Paciencia y resignación son dos requisitos fundamentales para soportar esta situación. Paciencia para padecer este frío en invierno, la indiferencia de las personas que pasan a mi lado sin mirarme y la obligación de construir y destrozar mi casa de cartón todos los días. Resignación para ponerme en manos de un mundo ciego ante el dolor ajeno y para estar conforme ante tal carencia.

  Aquí no hay sitio para muchos y aquel que lo niegue, miente. No quiero contarte mi historia para terminar y que me digas todo lo que podría haber hecho para evitar este destino.
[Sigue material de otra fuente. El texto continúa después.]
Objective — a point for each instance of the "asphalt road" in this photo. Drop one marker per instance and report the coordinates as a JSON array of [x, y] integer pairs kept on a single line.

Hoy, en este día invernal que congela mi tiempo y nuestro espacio, necesito hablar contigo para sentir tu empatía y explicarte con palabras y con mi piel cuarteada el significado de mis barbas, de mis harapos y de esta manta de flores dibujadas que me regaló aquella señora de pelo blanco y ojos diminutos con la intención de darme un poco de calor materno.
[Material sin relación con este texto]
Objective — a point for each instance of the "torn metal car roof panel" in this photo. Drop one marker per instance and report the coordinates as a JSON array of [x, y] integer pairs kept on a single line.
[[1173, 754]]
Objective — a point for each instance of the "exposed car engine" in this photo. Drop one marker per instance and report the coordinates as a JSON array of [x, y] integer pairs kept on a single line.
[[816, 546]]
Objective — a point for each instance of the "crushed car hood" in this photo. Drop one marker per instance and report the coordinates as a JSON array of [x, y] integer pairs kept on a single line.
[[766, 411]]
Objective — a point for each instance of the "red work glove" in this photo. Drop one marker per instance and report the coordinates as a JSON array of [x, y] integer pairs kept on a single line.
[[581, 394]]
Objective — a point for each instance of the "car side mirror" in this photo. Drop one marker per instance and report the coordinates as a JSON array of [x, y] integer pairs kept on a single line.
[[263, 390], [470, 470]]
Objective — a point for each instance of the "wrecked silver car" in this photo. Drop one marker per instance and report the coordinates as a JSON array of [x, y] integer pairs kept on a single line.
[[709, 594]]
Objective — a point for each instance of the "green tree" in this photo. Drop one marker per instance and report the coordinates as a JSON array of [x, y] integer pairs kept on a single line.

  He llegado a este autobús, después de días enteros ahorrando limosnas en la puerta de la estación. Hoy, puedo permitirme un lujo, puedo viajar y desplazarme de la calle de siempre.
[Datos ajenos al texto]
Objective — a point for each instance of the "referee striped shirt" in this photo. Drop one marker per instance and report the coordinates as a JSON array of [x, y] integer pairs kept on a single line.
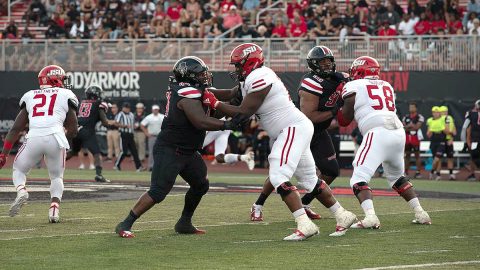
[[127, 119]]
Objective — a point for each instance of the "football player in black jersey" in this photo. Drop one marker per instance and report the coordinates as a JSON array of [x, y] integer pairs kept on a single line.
[[176, 149], [319, 93], [91, 110]]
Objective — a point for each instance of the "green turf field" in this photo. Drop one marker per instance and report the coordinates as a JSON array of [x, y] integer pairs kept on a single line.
[[85, 239]]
Llegaremos a Granada en un par de horas. ¿A ti te espera alguien?… a mí no. En cuanto salte de este autobús, estaré pisando mi nuevo hogar, podré elegir una calle-habitación de entre todas las que hay, buscaré una fuente de agua potable (me dijeron una vez que en esta ciudad hay muchísimas) y me sentaré a su lado mientras desayuno la mitad de un bocadillo que he guardado dentro de esta bolsa de plástico, bebiendo agua fresca para ayudarme a tragar.

  Déjame decirte que no soy un vagabundo amargado. Ya te comenté al principio que lo que mejor me define es la aceptación, la tolerancia con la que asumo la adversidad y mi desgracia. No tengo fortunas materiales, ya me di cuenta de que no eres ciego, pero soy rico en recursos interiores, de esos que crecen y se educan desde las entrañas y que nadie, nunca, puede robarte. La tierra para cultivarlos está hecha de ideas propias y de los pensamientos, secretos o confesados, que lleva uno consigo. No hay más historia. Si los cuidas y proteges, estás salvado para siempre, aunque te suenen las tripas por el hambre. Es por mi filosofía guardada por la que no os odio a ninguno y puedo entender vuestra manera de obrar. Os estáis equivocando profundamente y creéis que el errado soy yo por no haber evitado esta suciedad externa. Creo que el fallo está en las reglas del juego. Yo me hago daño a mí mismo, la sociedad se lo hace a los más vulnerables y todos, que formamos parte de ella, la nombramos como si fuese un ente al margen de cada uno de nosotros. La sociedad es el reflejo de cada individuo, de unos seres humanos cargados de miedo a perder lo que tienen. Yo ya superé esa clase de cobardía ¿puedo yo arruinarme más?, ¿quién va a querer arrebatarme a mí un pedazo de cartón, un bocadillo manoseado o una ropa requeteusada?. Eso no es digno de envidia y estoy exento de cualquier robo.

  Se acaba la carretera y empiezan a verse las primeras fábricas dando la bienvenida al forastero. Perdóname chaval, no te pregunté tu nombre, soy un maleducado charlatán.

  – No pasa nada, señor, el nombre que uno tenga es lo de menos. Disfruté de mi viaje escuchando sus teorías y con su conversación me hizo el trayecto muchísimo más ameno. Hacía tiempo que una persona no me dedicaba unas palabras, ya que a mí, en esta ciudad, tampoco me espera nadie. Y antes de bajar de este autobús, le diré cómo me llamo. Mi nombre es Diógenes y también vivo en la calle.